Escuchamos y leemos en el templo y en cada una de nuestras casas dos
capítulos casi completos del evangelio según san Mateo. No le hemos enseñado a
la gente de nuestras ciudades a hacer celebración en familia, con eso de que
los templos son muy accesibles para todos. En el campo sí lo hemos promovido,
ante la imposibilidad de que el sacerdote celebre este día en todas sus
comunidades: que la gente se reúna y celebren ellos mismos, como Iglesia
doméstica, como iglesia rural.
¿A qué llegó Jesús a Jerusalén? ¿A presentar sus ofrendas en el templo,
a rezar, a sentir la presencia de Dios en él? No. Jesucristo vino decididamente
a confrontarse con la clase clerical de los judíos. Ellos entendían y vivían un
concepto de Dios distinto al de Jesús. El Dios de Jesús es un Padre que ama, no
meramente un Dios legislador, moralista, estricto y estrecho, iracundo y
castigador. El día de Dios que ellos estaban esperando era un día de ira y de
miedo, tan anunciado en el antiguo testamento. En cambio, el Dios que le
presentaba Jesús al pueblo, con su Palabra y con toda su Persona, era un Dios
que ama a los pobres y a los pecadores, un Dios que envió a su Hijo para
salvar, no para condenar (ver Juan 3,17), para dar vida, no para descartar.

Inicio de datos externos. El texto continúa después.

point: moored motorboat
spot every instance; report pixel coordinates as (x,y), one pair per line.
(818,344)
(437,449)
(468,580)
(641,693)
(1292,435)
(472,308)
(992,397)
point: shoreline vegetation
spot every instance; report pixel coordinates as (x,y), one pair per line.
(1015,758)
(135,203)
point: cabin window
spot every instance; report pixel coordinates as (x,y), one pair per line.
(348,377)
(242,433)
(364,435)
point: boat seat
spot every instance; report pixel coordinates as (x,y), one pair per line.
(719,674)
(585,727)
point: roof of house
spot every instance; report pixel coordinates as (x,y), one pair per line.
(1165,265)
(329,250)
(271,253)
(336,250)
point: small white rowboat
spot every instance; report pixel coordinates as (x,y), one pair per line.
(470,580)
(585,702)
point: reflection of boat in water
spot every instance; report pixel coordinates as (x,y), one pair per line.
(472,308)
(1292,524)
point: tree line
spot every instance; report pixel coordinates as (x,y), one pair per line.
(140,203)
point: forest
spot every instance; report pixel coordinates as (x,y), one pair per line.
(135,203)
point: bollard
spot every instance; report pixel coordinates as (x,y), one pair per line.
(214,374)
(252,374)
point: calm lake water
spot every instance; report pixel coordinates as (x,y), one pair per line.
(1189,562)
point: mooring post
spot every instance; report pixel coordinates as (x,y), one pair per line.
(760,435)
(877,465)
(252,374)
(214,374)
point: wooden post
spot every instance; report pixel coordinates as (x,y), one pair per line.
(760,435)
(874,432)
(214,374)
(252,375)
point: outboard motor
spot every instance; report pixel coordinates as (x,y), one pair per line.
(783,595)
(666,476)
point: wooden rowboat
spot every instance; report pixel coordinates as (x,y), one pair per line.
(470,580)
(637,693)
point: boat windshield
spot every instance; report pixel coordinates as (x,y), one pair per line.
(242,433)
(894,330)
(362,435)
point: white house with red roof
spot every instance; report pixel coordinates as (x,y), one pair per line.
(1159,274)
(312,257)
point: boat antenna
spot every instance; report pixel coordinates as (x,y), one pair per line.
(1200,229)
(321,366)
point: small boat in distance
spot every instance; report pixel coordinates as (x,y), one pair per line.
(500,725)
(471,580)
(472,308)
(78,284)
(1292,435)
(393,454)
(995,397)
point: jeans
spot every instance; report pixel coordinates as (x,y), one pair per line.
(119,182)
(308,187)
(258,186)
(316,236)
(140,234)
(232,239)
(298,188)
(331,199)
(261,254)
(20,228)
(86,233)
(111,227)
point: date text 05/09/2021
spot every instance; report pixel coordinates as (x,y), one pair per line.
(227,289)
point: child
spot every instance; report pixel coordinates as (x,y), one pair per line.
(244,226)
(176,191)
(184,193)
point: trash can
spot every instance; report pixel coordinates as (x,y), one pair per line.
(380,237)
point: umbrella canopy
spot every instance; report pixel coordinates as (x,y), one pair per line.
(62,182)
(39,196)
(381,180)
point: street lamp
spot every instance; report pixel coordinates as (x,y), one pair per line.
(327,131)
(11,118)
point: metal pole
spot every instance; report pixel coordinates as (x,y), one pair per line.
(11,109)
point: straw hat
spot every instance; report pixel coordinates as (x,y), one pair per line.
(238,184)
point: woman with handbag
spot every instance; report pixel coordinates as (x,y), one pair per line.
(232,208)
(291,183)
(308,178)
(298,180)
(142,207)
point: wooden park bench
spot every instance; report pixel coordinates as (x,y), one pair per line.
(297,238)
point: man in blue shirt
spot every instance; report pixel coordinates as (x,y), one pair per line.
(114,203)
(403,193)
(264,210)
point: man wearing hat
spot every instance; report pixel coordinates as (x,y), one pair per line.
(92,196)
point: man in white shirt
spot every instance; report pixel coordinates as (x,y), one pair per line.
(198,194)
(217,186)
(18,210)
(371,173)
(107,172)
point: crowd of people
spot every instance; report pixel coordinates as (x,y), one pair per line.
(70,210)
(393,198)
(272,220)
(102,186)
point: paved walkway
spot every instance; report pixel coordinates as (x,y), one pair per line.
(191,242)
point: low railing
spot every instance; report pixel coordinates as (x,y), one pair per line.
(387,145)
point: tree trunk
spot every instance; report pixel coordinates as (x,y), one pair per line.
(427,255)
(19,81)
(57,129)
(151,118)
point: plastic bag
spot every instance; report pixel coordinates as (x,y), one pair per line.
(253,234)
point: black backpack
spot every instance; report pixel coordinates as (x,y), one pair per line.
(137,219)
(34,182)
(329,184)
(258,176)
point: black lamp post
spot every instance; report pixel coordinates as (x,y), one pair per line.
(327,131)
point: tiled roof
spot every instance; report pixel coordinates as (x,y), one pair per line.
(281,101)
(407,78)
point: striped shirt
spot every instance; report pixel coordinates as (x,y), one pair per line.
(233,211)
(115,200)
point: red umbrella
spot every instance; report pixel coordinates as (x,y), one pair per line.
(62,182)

Este Dios palpable en su Hijo se hizo carne, se hizo pobre, se hizo amigo de
los pecadores, de los marginados y contaminados, los evangelizó, les hizo
sentir la buena nueva de su amor. Jesucristo no vino para que le diéramos
culto, él vino para darse enteramente a la humanidad. Y la salvación de este
mundo no está en una religiosidad devocionista y cultualista, sino en la
entrega de cada uno a la causa de Jesús, su reino de vida.
Esta imagen del Dios-amor chocó frontalmente con la imagen que tenían
los sumos sacerdotes; el proyecto de vida para el pueblo chocó con el proyecto
de muerte de ellos. En este choque Jesús perdió la vida, para recuperarla
plenamente, para recuperarla para el pueblo.
Quisiera poder invitar a todos los católicos y a todos los seres
humanos, aún no creyentes, a repasar pausadamente estos dos capítulos del
evangelio según san Mateo. La entrega de la vida, tan gratuitamente por parte de Jesús es la cereza
del pastel, el broche de oro de toda una vida entregada el servicio de la
salvación de los humildes, y de todos, a partir de ellos.